To follow up on my last post featuring spooky facts from history, here are five more to put chills up your spine…
- In 1898, Futility by Morgan Robertson was published. Part of the plot involves a ship called Titan which sinks in April after hitting an iceberg whilst on a voyage through the Atlantic. Majority of the passengers on board die due to the lack of lifeboats. Fourteen years later, in the April of 1912, the real-life Titanic struck an iceberg whilst crossing the Atlantic and there was a great loss of life due to an insufficient number of lifeboats. The uncanny similarities between fiction and fact have led to conspiracy theories about the real event and claims that Robertson might have even been psychic, which he denied.
- Starting about a century after the death of Edgar Allan Poe, a mysterious unidentified figure, known as the “Poe Toaster”, would visit Poe’s grave in the yearly hours of his birthday each year to leave three roses and a bottle of cognac by the headstone. It became an annual event in Baltimore for people to gather at night to catch a glimpse of the Poe Toaster making his annual tribute. In 1999, the tradition was passed on, likely to the original Toaster’s son, but the Toaster stopped making his graveside visits in 2009. The Maryland Historical Society hosted a competition in 2015 to chose a new Poe Toaster to reinstate the yearly honour to one of literature’s best-loved Gothic writers.
- In the very first iteration of the Pirates of the Caribbean ride at California’s Disneyland park, real skeletons, provided by UCLA, were used as part of the ride’s set. Over time, as fake skeletons got more realistic, these were replaced. However, there is a rumour that one real skull still remains as part of the ride to this day.

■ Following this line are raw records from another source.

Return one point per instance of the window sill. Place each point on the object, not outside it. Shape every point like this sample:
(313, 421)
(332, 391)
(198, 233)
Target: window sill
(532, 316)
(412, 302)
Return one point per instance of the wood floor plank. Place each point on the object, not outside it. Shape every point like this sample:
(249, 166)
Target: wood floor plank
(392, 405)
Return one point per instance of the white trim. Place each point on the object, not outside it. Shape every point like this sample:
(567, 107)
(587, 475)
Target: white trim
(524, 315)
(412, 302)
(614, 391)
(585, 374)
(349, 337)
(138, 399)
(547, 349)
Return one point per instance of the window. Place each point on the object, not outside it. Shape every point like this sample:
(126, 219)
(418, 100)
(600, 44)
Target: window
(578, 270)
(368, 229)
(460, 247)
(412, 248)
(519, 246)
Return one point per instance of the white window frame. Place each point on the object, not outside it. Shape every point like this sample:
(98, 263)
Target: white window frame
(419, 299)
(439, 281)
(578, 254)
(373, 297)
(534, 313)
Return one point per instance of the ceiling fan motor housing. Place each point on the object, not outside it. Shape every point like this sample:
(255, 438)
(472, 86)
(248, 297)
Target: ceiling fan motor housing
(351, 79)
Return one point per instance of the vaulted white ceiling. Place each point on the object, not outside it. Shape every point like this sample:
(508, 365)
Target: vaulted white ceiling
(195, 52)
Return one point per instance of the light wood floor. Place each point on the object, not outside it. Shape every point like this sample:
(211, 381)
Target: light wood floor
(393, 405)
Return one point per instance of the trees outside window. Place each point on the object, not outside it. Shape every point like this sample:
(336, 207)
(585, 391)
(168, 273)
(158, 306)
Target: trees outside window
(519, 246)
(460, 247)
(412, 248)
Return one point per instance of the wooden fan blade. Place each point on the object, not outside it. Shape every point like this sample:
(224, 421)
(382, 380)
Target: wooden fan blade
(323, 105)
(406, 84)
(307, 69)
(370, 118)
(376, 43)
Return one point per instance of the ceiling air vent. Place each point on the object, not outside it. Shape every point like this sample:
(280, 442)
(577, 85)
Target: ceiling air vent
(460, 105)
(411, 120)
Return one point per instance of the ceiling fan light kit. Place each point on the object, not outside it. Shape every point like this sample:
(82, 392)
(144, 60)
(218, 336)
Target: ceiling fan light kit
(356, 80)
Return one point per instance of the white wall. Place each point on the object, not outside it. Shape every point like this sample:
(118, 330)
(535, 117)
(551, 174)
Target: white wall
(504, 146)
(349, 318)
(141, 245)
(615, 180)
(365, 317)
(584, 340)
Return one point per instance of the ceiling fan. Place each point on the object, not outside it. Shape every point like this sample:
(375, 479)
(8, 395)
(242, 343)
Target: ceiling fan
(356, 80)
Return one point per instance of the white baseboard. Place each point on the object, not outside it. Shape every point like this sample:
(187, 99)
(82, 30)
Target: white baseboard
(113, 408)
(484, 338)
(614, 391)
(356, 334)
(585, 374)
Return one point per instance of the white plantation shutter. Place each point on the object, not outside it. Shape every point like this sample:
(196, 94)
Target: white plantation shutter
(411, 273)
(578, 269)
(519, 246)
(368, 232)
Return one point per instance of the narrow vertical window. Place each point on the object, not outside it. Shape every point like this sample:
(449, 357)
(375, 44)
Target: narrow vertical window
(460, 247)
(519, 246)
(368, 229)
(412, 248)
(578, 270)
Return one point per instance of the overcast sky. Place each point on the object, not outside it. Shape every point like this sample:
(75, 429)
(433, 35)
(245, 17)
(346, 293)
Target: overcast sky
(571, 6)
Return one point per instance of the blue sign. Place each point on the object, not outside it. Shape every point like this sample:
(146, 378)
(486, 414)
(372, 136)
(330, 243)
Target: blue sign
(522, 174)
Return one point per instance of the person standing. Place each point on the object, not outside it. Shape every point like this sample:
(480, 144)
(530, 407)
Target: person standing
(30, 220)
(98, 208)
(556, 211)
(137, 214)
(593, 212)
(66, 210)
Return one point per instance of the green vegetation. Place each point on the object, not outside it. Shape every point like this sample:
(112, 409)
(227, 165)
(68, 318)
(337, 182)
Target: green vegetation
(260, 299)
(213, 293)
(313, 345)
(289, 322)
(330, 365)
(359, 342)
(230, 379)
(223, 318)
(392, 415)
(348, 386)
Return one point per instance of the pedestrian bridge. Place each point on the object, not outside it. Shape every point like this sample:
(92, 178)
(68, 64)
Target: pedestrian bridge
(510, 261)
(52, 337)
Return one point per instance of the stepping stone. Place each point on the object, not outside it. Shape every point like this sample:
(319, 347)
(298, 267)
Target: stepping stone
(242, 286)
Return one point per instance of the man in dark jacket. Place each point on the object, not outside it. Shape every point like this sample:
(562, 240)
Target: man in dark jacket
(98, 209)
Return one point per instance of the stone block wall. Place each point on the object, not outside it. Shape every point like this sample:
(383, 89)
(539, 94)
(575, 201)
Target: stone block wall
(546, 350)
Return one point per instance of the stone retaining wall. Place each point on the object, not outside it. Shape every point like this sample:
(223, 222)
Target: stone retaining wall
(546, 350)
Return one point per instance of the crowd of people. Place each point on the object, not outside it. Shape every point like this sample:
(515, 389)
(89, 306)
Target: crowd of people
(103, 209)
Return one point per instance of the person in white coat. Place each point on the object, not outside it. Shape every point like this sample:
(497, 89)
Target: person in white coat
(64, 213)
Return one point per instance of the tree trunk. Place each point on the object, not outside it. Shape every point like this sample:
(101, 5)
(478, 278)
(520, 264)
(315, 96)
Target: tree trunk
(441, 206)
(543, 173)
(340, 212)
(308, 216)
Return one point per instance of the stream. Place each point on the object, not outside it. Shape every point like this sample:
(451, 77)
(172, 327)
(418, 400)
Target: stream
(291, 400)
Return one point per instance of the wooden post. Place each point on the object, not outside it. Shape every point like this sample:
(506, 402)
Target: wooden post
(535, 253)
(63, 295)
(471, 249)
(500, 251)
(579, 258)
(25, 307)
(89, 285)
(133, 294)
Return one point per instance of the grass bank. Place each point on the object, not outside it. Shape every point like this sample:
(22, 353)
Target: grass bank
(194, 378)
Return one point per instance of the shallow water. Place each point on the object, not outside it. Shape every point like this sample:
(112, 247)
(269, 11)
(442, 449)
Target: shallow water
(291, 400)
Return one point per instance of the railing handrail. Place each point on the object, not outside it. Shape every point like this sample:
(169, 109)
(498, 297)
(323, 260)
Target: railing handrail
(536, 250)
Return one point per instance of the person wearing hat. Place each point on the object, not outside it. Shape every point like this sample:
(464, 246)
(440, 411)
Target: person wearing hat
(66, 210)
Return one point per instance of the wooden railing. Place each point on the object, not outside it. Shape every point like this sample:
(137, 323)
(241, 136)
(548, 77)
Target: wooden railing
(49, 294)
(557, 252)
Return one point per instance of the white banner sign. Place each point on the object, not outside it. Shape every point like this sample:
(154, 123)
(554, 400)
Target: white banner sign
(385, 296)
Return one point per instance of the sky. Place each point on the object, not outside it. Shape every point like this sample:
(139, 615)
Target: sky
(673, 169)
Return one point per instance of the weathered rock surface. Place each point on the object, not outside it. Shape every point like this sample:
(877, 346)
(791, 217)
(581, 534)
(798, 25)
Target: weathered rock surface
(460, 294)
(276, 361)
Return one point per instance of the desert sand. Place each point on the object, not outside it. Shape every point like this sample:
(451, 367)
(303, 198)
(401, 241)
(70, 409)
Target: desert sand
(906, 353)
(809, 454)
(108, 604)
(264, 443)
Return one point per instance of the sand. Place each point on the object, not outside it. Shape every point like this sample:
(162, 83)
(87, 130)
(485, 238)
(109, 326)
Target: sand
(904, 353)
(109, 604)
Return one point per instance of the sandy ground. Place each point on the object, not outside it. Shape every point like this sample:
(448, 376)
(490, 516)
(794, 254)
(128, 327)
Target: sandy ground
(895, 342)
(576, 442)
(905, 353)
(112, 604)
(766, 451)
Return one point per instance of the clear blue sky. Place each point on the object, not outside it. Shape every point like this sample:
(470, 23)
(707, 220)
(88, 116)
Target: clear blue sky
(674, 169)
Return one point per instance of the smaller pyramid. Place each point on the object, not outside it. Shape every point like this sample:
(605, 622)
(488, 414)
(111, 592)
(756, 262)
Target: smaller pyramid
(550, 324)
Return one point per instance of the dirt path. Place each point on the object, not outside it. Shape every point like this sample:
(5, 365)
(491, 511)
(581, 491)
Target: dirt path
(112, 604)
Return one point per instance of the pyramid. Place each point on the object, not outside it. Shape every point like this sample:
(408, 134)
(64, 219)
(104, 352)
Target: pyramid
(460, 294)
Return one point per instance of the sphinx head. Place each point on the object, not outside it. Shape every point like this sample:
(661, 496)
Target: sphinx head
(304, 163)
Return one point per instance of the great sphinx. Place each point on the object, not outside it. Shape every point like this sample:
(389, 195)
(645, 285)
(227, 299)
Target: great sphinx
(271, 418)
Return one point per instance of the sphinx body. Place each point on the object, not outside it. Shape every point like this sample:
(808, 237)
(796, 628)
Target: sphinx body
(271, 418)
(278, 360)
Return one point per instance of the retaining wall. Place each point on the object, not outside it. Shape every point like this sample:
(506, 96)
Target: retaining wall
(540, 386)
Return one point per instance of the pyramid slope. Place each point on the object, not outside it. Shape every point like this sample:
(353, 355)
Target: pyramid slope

- Scottish psychic Helen Duncan was the last person to be imprisoned under the 1735 Witchcraft Act in Britain. During World War Two, Duncan led seances where she would produce a substance that she called ectoplasm from her mouth. She alleged that she had spoken with the dead, including a sailor from the HMS Barham. The ship had been sunk by German forces but this was not public information at the time. Duncan was then arrested after a police raid during one of her seances in 1944. Some attest that the authorities were concerned about her using her psychic abilities to discover the forthcoming D-Day plans which was highly confidential and secret intel. Duncan was released after a nine-month stint in prison and the Witchcraft Act was repealed in 1951.
- It’s considered unlucky to say “Macbeth” and quote from the witches’ passages in a theatre though no one knows exactly why. One of the most common theories is that Shakespeare used real witches’ spells when writing the play. Another possibility comes from the various deaths and unfortunate mishaps, both on-and-off stage, associated with the play’s long performance history. The first unlucky incident goes all the way back to the play’s first ever performance. After the actor playing Lady Macbeth died suddenly, Shakespeare himself allegedly stepped in to play the role.
Thanks for reading and I hope you found these facts interesting. Bye for now!